Patrícia - Não. Apenas uma durante todo esse tempo. Foi para fazer uma cirurgia no ombro. Mas além do atendimento no balcão, habitação e caixa executivo, eu executei muitas outras tarefas: preparação e encaminhamento de documentos via malote, abertura de contas, empréstimos a pessoas física e jurídica, compensação, substituição de gerência e, por fim, atendimento geral.
ET - E qual é o segredo de ocupar uma função dessas, por mais de 20 anos e sempre alegre, solícita e atenciosa com os clientes? Aliás, por essa conta é que te dedicamos o título, 'Patrícia, a funcionária nota 10'.
Patrícia - Fico muito honrada. Muito obrigada! Sempre tive comigo que trabalhar com pessoas exige isso da gente. Não podemos deixar que os problemas pessoais, problemas de casa nos afetem no trabalho. Todos temos problemas e não foi diferente comigo, mas as pessoas que nos rodeiam merecem o melhor de nós, por isso eu sempre fiz questão de, o máximo que conseguisse, dedicar-me no melhor possível aos outros. Se a gente deixar nossos problemas refletirem nos outros, as coisas complicam, por isso sempre estive alegre, brincalhona, com uma piadinha para os colegas, sempre de bom humor.
ET – Aliás, o ET conversou com alguns funcionários e todos são unânimes em afirmar o seu profissionalismo e seu bom humor com a vida... Seu relacionamento atrás do balcão também foi sempre legal?

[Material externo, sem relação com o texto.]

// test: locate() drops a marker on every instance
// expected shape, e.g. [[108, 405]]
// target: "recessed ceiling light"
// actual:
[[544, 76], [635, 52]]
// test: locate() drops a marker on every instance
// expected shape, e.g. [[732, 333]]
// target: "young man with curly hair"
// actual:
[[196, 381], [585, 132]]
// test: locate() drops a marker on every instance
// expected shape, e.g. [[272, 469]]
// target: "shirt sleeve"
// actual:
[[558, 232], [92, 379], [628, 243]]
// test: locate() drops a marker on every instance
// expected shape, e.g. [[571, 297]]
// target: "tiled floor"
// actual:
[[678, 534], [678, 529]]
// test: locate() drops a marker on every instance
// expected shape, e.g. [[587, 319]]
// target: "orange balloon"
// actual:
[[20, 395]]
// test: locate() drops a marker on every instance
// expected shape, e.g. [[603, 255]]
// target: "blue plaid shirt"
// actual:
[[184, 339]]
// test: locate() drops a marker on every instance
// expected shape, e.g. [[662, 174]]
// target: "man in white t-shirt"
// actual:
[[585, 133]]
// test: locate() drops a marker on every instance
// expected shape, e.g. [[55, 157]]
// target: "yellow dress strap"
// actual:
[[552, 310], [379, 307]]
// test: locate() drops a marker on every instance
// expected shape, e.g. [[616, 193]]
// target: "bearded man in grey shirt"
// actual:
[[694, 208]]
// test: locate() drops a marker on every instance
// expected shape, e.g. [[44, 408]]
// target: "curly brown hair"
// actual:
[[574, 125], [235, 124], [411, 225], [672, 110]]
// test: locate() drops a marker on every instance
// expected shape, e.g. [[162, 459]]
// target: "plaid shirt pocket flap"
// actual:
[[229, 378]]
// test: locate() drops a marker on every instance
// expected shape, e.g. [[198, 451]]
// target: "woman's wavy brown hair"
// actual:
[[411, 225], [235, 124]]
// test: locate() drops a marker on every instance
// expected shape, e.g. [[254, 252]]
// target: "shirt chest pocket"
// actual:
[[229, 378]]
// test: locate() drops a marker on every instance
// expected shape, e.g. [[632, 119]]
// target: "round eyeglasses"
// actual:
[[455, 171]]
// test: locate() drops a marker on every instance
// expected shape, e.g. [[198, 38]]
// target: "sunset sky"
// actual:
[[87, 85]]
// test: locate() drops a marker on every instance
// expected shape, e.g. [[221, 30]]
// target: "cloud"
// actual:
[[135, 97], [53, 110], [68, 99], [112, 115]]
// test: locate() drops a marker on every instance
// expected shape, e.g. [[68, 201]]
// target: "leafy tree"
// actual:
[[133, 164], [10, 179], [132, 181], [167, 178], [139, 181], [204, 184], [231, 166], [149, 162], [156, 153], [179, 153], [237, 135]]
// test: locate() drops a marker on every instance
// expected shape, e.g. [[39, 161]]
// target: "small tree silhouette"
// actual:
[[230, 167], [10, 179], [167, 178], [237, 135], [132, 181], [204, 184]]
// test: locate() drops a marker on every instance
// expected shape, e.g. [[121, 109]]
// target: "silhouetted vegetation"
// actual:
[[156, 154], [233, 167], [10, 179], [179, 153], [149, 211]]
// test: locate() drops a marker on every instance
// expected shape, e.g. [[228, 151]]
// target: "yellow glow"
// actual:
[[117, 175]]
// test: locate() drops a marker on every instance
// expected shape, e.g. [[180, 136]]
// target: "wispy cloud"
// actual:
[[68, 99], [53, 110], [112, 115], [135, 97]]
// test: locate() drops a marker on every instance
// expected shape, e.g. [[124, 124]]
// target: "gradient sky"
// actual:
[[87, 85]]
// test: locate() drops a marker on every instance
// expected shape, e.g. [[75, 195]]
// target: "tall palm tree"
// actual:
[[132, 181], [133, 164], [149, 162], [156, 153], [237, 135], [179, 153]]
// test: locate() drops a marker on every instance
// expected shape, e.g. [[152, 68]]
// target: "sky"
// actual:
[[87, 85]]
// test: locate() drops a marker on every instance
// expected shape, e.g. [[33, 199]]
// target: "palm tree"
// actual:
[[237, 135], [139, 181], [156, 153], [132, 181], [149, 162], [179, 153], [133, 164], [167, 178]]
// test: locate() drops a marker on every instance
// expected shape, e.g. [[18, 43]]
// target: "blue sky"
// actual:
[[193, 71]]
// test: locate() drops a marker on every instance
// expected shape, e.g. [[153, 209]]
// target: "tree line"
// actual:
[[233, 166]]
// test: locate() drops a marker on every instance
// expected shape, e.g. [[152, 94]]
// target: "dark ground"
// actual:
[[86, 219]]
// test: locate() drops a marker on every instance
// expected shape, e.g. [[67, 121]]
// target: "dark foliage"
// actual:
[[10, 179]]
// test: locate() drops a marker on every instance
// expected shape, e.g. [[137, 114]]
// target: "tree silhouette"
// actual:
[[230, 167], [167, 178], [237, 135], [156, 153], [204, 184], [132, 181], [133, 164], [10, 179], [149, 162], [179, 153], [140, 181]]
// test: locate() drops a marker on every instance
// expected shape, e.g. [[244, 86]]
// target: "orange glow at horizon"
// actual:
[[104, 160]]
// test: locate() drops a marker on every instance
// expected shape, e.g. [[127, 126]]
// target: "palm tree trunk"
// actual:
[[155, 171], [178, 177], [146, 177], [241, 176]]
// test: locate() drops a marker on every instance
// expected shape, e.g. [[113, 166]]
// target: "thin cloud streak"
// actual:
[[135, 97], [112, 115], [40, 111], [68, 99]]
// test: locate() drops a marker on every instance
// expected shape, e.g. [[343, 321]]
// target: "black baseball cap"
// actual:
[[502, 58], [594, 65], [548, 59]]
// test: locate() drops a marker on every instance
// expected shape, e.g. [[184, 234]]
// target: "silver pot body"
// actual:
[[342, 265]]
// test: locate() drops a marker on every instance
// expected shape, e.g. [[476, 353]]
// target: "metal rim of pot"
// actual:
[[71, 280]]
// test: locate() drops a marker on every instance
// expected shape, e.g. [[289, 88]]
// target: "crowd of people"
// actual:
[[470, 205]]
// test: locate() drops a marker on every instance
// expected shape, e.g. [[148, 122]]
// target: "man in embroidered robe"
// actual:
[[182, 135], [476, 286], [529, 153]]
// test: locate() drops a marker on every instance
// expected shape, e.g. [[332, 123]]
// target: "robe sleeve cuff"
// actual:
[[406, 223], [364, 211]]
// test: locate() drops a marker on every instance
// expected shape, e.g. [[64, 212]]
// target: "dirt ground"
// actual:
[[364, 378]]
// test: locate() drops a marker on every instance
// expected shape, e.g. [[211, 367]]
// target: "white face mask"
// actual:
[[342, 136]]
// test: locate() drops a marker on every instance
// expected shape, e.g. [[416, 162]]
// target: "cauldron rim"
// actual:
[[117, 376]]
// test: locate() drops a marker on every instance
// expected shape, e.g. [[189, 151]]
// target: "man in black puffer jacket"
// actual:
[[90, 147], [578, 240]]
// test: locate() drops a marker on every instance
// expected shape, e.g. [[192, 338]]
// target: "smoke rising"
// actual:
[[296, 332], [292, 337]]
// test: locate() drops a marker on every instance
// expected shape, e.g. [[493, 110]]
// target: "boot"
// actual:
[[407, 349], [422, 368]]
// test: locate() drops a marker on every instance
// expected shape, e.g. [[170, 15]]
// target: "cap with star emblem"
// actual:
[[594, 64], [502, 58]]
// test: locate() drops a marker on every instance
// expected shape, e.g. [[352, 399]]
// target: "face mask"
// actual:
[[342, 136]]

Patrícia – Sempre. Tratei todos dentro da Caixa como um igual. Nunca fiz distinção entre faxineira, vigilante, telefonista, aprendizes, gerente ou quem quer que fosse. Sempre me relacionei muito bem com todos, sempre distribuindo sorrisos, alegria... E graças a Deus recebi muitos elogios por isso. Inclusive pessoas que trabalharam na Caixa e que moram ou trabalham fora, mesmo em outras atividades, sempre que vinham a Sacramento passavam por lá para me dar um abraço. Não é maravilhoso isso? Acho que eu posso contabilizar um saldo positivo nesses anos de Caixa...
ET - Você conquistou tanto os clientes que tinha até os preferenciais...
Patricia - É engraçado, clientes preferenciais. Eu não tinha clientes preferenciais. Eles é que me escolhiam (risos). Havia clientes que faziam questão de serem atendidos por mim. O Sr. Alcebiádes Scalon, por exemplo, entrava no banco e já gritava “Patrícia!!!” (risos). No começo todo mundo ria. Ele gritava meu nome e ia ao guichê 'do' caixa para eu atendê-lo. Às vezes, ele ia ao banco até três vezes no dia...
ET - Esse carinho, não te traz saudades?
Patrícia – Muitas! Tenho saudades do General Alberto Cunha, Dona Julieta, Dona Licinha Valadares, Sr. Bijó, Dona Olga Tormin, Aresqui, Eurípedes (irmão da Noélia), Sr. Anardino Monteiro, todos já falecidos, mas que me tratavam com muito carinho e faziam questão de serem atendidos por mim.
ET - Aliás, com o Sr. Anardino, você exagerou no tom de voz...
Patrícia - É verdade! (risos). Foi um caso muito engraçado com o Sr. Anardino. No dia do pagamento dos aposentados, a Caixa disponibilizava um caixa só para eles e eu lá. Eu já falo alto por natureza e aumentava o tom para falar com as pessoas idosas. Um dia, o Sr. Anardino, quase 90 anos, chegou e eu perguntei, bem alto: “E aí Seu Anardino, o que o Sr. está precisando?” E ele rebateu em alto e bom tom: “Tá gritando comigo por quê? Sou velho, mas não sou surdo”. Foi um riso só dentro da Caixa, dos clientes, colegas e eu... Tenho saudade deles... Meu pai... ia todos os dias me ver com um sorriso no rosto. Chegava e dizia: “Deus te abençoe!” Fazia tchau e ia embora. Até que um dia não voltou mais...
ET - O Dr. Lair Ribeiro, médico expert em comunicação, autor de vários livros sobre o assunto, afirma que existem algumas “palavras mágicas” que abrem todas as portas para a boa comunicação com as pessoas. Quais as suas?
Patrícia – Eu me comunico mais com os gestos, minhas palavras são o sorriso, o carinho e a alegria. E me recordo aqui de outros clientes como Dona Celeste, Dona Ayr Loyola, Aparecida Bonatti, Dona Luzia Bandeira, Sr. Odorico Dias, que gostavam de ser atendidos por mim. O atendimento ao público é desgastante, cansativo, mas graças a pessoas especiais, que nos tratam com tanto carinho é que consegui trabalhar todos esses anos. Os colegas de trabalho, desde os mais antigos até os mais novos sempre me trataram com carinho e respeito. Eu só tenho a agradecer muito a todos.